Schwarz-Schilling ebnete dem Privatfernsehen den Weg

Büdingen – Er führte in den 80er-Jahren das Kabelfernsehen ein und ließ das Privatfernsehen zu: Der frühere Bundespostminister Christian Schwarz-Schilling (CDU) ist tot. Der 95-Jährige sei am Ostermontag im Kreise seiner Familie im hessischen Büdingen gestorben, teilte der hessische CDU-Bundestagsabgeordnete Michael Brand mit, ein langjähriger Freund Schwarz-Schillings. Als internationaler Vermittler bemühte sich der Ex-Minister von 1995 bis 2007 um die Beilegung der Spannungen in Bosnien-Herzegowina.

„Mit ihm verlieren wir eine herausragende Persönlichkeit und einen Politiker mit Weitsicht, Prinzipientreue und einem unermüdlichen Einsatz für wirtschaftlichen Wohlstand und internationale Verständigung“, schreibt die CDU. Schwarz-Schilling habe über Jahrzehnte die deutsche und europäische Politik geprägt und sei wegen seiner Integrität und seines Mutes weit über Parteigrenzen hinweg geschätzt worden.

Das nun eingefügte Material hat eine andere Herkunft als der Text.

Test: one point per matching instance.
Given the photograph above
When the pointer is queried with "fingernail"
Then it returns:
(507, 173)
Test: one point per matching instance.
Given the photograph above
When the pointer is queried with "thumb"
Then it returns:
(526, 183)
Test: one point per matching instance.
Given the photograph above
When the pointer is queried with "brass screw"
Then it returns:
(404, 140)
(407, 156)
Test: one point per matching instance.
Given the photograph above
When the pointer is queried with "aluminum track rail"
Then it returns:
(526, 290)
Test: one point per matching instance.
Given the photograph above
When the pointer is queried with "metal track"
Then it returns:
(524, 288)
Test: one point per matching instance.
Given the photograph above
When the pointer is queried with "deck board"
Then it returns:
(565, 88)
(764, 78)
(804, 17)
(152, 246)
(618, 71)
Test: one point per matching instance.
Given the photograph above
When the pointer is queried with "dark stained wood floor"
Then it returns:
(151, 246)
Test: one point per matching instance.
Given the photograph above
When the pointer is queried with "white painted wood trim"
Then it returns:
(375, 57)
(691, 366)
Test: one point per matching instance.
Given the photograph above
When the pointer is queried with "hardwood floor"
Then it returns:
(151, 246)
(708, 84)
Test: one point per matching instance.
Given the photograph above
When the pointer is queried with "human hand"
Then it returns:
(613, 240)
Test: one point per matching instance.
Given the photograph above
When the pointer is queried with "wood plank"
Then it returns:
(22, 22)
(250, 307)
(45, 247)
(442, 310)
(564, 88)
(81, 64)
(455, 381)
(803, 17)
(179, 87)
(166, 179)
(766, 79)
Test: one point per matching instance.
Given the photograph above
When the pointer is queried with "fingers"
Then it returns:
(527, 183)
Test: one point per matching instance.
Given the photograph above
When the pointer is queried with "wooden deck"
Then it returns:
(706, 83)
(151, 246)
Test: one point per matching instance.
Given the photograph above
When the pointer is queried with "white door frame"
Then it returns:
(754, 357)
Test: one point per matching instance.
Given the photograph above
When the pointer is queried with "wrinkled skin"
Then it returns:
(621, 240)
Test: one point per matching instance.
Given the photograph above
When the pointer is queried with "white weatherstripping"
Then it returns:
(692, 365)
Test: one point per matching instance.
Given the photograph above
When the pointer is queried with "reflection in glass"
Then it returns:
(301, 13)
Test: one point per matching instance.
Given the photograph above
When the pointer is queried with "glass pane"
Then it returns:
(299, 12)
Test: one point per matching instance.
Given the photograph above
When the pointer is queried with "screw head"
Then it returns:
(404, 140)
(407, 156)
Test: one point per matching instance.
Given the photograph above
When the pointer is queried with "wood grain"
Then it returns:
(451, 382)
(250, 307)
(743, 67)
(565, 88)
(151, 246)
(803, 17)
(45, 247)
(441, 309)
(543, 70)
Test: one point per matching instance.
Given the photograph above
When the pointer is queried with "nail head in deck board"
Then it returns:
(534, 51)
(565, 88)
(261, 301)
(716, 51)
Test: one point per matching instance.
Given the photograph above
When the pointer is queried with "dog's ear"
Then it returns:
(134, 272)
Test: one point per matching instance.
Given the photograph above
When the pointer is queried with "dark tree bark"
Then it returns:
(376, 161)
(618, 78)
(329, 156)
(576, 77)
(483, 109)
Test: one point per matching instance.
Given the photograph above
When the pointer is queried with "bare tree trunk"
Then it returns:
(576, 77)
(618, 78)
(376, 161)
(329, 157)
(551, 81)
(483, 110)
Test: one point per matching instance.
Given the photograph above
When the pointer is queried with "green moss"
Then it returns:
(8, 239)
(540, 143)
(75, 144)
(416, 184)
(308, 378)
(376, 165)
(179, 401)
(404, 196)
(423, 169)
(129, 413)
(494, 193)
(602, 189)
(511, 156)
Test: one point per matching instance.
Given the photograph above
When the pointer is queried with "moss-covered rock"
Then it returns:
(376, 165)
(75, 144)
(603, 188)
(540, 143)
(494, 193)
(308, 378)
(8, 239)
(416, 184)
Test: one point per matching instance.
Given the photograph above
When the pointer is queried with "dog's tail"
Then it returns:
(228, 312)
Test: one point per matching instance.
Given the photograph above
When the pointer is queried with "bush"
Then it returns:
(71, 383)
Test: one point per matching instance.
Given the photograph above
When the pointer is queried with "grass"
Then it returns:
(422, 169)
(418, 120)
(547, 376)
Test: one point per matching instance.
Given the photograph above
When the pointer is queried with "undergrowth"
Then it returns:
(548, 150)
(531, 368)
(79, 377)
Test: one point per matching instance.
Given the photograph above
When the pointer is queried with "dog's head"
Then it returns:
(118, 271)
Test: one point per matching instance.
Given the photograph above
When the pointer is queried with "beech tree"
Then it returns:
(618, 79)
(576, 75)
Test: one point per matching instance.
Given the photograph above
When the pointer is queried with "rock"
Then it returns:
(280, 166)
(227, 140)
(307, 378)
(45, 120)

Seinen Kampf für die Durchsetzung des privaten Rundfunks führte Schwarz-Schilling nach dem Ende der sozial-liberalen Koalition im Jahr 1982 als Minister für Post und Fernmeldewesen. In einem langen Reformprozess stellte er die Weichen für die Privatisierung von Post und Telekom, was ihm auch viel Kritik und den Vorwurf der Verquickung privater und dienstlicher Interessen eintrug. Schwarz-Schilling sah seinen Rückhalt beim damaligen Kanzler Helmut Kohl (CDU) schwinden. Ende 1992 verlegte er sich auf Außenpolitik. Er war Hoher Repräsentant der Vereinten Nationen in Bosnien-Herzegowina und zuletzt Bosnien-Beauftragter der EU.